Fase 3: Visual Forensics
Cerca segni di manipolazione:
- Incoerenze di illuminazione: Ombre che vanno in direzioni diverse, fonti di luce che non corrispondono
- Artefatti dei bordi: sfocature, aloni o tagli netti nei punti in cui gli oggetti incontrano gli sfondi
- Errori di prospettiva: Punti di fuga non allineati, riflessi impossibili
- Evidenza del timbro clone: motivi di texture ripetuti dalla modifica copia-incolla
- Artefatti AI: testo confuso, dita extra, architettura impossibile
Passaggio 4: utilizza gli strumenti automatizzati
| Strumento | Ideale per | Costo |
|---|---|---|
| Rilevatore di immagini AI | Rilevamento AI (C2PA, metadati, euristica) | Gratuito/a vita |
| FotoForense | Analisi del livello di errore (ELA) | Gratuito |
| Ricerca inversa di immagini di Google | Ricerca di fonti originali | Gratuito |
| InVID/WeVerify | Verifica video e immagini per giornalisti | Gratuito |
| Hive Moderazione | Rilevamento dell'intelligenza artificiale aziendale | API a pagamento |
Passaggio 5: verifica contestuale
Anche una foto "vera" può essere fuorviante se presentata in un contesto falso:
- Controlla la data: è effettivamente da quando il poster afferma che proviene?

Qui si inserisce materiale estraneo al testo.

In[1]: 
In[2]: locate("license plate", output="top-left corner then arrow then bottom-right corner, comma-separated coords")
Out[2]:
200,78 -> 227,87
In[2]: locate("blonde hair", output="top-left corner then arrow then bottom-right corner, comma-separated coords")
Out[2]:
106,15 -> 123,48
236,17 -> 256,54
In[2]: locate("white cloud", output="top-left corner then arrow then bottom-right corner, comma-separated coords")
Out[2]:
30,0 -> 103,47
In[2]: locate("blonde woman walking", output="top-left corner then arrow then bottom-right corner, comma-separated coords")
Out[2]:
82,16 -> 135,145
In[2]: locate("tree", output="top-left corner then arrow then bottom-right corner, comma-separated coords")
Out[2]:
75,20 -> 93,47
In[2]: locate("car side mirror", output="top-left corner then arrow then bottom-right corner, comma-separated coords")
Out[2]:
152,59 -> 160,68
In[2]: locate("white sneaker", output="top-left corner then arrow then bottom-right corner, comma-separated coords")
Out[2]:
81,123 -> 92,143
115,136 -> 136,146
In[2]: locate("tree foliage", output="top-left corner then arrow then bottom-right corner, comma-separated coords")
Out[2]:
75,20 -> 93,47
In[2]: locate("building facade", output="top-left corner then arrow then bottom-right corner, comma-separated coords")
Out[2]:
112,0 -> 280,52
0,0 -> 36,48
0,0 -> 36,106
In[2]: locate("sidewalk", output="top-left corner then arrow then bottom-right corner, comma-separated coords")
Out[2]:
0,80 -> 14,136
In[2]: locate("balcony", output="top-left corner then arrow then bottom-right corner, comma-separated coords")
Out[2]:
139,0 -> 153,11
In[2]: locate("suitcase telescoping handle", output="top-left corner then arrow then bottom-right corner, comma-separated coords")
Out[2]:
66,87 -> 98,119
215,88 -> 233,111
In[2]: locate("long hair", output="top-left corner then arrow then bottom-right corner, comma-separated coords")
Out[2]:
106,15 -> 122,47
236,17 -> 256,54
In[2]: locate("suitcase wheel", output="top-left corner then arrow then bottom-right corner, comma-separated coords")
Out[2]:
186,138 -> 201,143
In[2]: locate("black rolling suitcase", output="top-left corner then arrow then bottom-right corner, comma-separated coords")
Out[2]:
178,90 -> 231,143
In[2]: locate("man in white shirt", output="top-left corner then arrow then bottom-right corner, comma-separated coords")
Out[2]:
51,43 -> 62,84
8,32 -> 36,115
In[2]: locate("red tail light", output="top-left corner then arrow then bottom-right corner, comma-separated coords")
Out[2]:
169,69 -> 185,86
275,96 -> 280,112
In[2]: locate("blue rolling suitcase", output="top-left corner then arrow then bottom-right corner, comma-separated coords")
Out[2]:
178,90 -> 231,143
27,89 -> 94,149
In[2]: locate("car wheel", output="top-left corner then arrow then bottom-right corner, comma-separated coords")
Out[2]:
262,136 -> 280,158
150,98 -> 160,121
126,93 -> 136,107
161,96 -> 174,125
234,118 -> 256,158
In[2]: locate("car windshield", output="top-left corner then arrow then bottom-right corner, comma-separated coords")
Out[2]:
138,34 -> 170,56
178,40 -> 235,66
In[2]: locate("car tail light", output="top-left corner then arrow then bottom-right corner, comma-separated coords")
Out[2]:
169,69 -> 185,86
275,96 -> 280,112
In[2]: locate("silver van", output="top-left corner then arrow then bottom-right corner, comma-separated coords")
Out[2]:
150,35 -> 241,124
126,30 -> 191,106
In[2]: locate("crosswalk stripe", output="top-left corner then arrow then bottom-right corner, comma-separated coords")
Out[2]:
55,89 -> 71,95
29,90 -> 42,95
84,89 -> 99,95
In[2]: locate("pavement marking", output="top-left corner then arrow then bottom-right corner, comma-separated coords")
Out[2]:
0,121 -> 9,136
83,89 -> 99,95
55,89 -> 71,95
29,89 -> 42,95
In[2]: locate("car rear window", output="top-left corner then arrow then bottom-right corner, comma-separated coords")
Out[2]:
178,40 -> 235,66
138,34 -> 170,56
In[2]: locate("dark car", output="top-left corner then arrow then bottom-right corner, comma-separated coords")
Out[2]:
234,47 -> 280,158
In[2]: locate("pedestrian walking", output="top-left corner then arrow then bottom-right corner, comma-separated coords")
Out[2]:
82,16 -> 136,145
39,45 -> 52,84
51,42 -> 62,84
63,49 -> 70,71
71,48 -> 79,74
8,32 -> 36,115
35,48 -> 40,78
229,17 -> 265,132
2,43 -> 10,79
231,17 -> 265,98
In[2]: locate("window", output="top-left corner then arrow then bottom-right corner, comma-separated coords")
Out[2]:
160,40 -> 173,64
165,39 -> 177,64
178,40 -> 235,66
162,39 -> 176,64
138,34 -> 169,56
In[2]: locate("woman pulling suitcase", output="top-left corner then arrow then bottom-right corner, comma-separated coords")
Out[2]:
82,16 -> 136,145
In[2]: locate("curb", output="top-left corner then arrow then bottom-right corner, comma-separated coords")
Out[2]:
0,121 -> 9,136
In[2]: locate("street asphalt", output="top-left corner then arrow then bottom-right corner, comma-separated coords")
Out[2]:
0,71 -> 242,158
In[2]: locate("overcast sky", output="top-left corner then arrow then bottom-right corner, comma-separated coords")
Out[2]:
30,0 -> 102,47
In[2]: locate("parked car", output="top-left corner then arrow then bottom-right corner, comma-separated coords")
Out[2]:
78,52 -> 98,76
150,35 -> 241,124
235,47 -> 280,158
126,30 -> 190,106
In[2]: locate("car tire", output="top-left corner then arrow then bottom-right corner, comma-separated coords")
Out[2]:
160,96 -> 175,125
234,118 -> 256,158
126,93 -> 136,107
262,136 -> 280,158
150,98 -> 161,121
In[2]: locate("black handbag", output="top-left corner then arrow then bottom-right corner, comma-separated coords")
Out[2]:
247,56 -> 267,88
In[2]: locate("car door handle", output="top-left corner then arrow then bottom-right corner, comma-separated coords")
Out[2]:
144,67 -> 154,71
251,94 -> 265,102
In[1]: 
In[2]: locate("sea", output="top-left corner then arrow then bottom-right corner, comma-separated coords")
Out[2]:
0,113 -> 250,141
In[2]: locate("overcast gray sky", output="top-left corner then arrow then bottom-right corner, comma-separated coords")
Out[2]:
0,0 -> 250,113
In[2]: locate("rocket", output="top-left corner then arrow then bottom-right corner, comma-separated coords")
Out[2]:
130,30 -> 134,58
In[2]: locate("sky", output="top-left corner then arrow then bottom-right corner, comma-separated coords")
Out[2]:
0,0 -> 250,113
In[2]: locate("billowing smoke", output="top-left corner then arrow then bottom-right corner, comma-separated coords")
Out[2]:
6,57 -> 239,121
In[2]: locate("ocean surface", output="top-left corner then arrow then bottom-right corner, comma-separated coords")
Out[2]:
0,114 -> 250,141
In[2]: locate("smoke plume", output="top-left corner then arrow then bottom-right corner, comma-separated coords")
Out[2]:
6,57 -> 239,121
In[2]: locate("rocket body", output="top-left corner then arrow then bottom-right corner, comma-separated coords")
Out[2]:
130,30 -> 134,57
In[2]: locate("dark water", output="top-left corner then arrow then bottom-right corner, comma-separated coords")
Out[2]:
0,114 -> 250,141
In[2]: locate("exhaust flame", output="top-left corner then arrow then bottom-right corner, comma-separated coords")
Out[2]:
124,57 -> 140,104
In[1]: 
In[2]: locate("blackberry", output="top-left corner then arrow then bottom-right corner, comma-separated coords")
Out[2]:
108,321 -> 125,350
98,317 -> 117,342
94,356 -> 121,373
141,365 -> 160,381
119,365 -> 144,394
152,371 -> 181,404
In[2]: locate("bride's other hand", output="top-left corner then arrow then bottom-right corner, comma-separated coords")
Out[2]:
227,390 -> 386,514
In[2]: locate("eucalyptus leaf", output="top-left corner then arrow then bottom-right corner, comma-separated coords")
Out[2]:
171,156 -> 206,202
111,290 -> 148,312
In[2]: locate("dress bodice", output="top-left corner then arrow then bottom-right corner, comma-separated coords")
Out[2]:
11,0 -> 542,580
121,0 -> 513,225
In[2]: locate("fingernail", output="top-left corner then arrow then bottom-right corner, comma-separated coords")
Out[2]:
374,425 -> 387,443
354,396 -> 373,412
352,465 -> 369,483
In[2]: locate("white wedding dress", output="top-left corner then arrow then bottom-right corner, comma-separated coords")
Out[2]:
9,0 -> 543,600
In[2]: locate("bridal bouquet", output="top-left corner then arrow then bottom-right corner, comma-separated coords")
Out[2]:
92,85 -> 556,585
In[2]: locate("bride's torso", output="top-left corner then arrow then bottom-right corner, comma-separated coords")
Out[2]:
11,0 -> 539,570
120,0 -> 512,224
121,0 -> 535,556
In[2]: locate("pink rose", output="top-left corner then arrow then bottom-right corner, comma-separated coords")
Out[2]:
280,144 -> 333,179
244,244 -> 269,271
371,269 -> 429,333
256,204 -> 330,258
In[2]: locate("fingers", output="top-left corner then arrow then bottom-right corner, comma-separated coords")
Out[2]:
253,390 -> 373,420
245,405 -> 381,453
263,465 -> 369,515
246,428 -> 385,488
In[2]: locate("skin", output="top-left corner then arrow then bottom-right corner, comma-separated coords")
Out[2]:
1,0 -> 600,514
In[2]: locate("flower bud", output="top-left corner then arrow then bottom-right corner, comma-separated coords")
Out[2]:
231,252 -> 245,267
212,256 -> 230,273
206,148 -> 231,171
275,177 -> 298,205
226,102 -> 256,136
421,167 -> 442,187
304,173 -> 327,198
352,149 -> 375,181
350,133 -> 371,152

- Controlla la posizione: i punti di riferimento, i segnali o la vegetazione visibili corrispondono alla posizione dichiarata?
- Controlla il meteo: i dati meteorologici storici possono confermare o contraddire le affermazioni su quando è stata scattata una foto.
- Controlla altri rapporti: altre fonti di notizie riportano lo stesso evento con immagini indipendenti?
🔍 Inizia la verifica: gratuita, privata, senza caricamento
Rilascia un'immagine per verificare la presenza di impronte digitali AI, credenziali C2PA, dati EXIF e segnali a livello di pixel. Tutto funziona localmente.
Apri Rilevatore immagini AI →Conclusione
La verifica delle immagini non è un singolo controllo: è un processo. Inizia con l'origine, analizza i metadati, esamina gli elementi visivi, esegui strumenti automatizzati e verifica il contesto. Nessun singolo passaggio fornisce certezza, ma insieme creano un quadro affidabile dell'attendibilità di un'immagine.